Lets try it even higher to finally get rid of sort merge passes – may be it is sort merge which is inefficient with largesort_buffer_size ?
mysql> set sort_buffer_size=100000000;
Query OK, 0 rows affected (0.00 sec)

mysql> select * from gt order by i desc limit 10;
+--------+------------------------------------------+ 
| i      | c                                        |
+--------+------------------------------------------+
| 100000 | eb6d2b5ed1897bdd0ff6e22ee1b44814ffb8f912 |
| 100000 | 635e8e8f8e3b9dc547bbd3deaadb1f297f691729 | 
| 100000 | 1bff67cc134e316dad5370de38020bef818ec45c |
| 100000 | 0db0601036fb9d1d5e17631d4d1bed9149675bb3 |
| 100000 | 0a7750a1393e77a2871ecfb39d5032d0b0f7c37c |
|  99999 | 41f091f4074717bf80d2b1a788e6a4a122057d11 | 
|  99999 | 049d9591ef0f584deaaf0433c0f3eda8631bdb85 |
|  99999 | 72b934f76863791f740b96858d5acb6a60459644 |
|  99999 | f0a42a16a41b4249da7c31f2d9556f05622a87b4 |
|  99999 | 35de8ae483779e6024c51998eb5b5e69e02eb74c | 
+--------+------------------------------------------+
10 rows in set (1.55 sec)

mysql> show status  like "sort%";
+-------------------+-------+
| Variable_name     | Value |
+-------------------+-------+ 
| Sort_merge_passes | 0     |
| Sort_range        | 0     |
| Sort_rows         | 10    |
| Sort_scan         | 1     |
+-------------------+-------+
4 rows in set (0.00 sec)
Nope. We finally got rid of sort_merge_passes but our sort performance got even worse !

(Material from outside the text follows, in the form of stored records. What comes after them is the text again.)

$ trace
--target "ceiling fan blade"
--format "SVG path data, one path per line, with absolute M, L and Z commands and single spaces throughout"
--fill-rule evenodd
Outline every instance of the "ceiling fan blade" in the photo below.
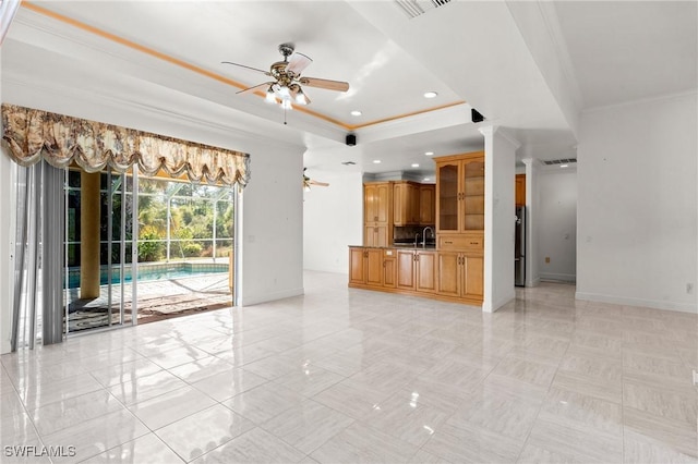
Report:
M 349 90 L 349 83 L 340 81 L 329 81 L 326 78 L 317 77 L 301 77 L 299 80 L 301 85 L 309 87 L 325 88 L 327 90 L 347 91 Z
M 291 60 L 286 66 L 286 72 L 292 72 L 293 74 L 299 75 L 312 62 L 313 60 L 310 57 L 297 51 L 291 54 Z
M 252 66 L 245 66 L 244 64 L 233 63 L 232 61 L 221 61 L 220 63 L 221 64 L 232 64 L 233 66 L 240 66 L 240 68 L 244 68 L 246 70 L 256 71 L 256 72 L 262 73 L 262 74 L 267 75 L 267 76 L 272 75 L 268 71 L 260 70 L 260 69 L 252 68 Z
M 252 91 L 252 90 L 255 90 L 255 89 L 257 89 L 257 88 L 260 88 L 260 87 L 269 86 L 269 85 L 272 85 L 272 84 L 274 84 L 274 83 L 273 83 L 273 82 L 265 82 L 265 83 L 262 83 L 262 84 L 257 84 L 257 85 L 255 85 L 255 86 L 253 86 L 253 87 L 248 87 L 248 88 L 244 88 L 244 89 L 242 89 L 242 90 L 240 90 L 240 91 L 236 91 L 236 95 L 237 95 L 237 94 L 246 94 L 246 93 Z

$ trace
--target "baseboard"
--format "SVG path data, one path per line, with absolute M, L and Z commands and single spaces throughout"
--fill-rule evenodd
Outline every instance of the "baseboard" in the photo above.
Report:
M 652 309 L 676 310 L 681 313 L 698 313 L 698 308 L 691 303 L 658 302 L 654 300 L 633 298 L 628 296 L 602 295 L 599 293 L 576 292 L 575 298 L 590 302 L 610 303 L 614 305 L 640 306 Z
M 281 292 L 264 293 L 262 295 L 242 295 L 242 306 L 253 306 L 253 305 L 258 305 L 261 303 L 290 298 L 291 296 L 299 296 L 304 293 L 305 293 L 305 290 L 301 286 L 298 289 L 284 290 Z
M 541 278 L 535 278 L 530 282 L 525 282 L 525 286 L 538 286 L 541 284 Z
M 577 276 L 574 273 L 556 273 L 556 272 L 541 272 L 540 280 L 546 282 L 577 282 Z
M 513 290 L 510 294 L 504 296 L 503 298 L 500 298 L 491 307 L 488 305 L 486 302 L 483 302 L 482 312 L 483 313 L 494 313 L 497 309 L 500 309 L 502 306 L 504 306 L 507 303 L 509 303 L 514 298 L 516 298 L 516 292 L 514 292 L 514 290 Z

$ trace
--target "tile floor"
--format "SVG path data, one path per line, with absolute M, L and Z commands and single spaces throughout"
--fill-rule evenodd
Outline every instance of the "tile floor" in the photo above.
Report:
M 698 462 L 696 315 L 305 291 L 2 356 L 0 461 Z

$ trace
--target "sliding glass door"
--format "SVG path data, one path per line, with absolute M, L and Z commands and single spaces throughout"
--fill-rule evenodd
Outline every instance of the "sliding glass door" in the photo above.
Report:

I decided to experiment a bit further to see what sort_buffer_size is optimal for given platform and given query (I did not test if it is the same for all platforms or data sets) – The optimal sort_buffer_size in this case was 70K-250K which is quite smaller than even default value.
The CPU in question was Pentium 4 having 1024K of cache.
A while ago I already wrote what large buffers are not always better but I never expected optimal buffer to be so small at least in some conditions.
What do we learn from these results:
  • Benchmark your application Unfortunately general tuning guidelines can be wrong for your particular case, or generally wrong because they tend to reprint the manual which is often written based on theoretical expectations rather than supported by large amount of testing.
  • sort_merge_passes are not that bad. Setting your sort_buffer_size large enough so there is zero sort_merge_passes may not be optimal.
  • World is full of surprises I obviously did not expect to get such results, and this is not any exception. Even spending a lot of time optimizing and otherwise working with MySQL I continue to run in results which surprise me. Some are later expected others come from underlying bugs and later fixed.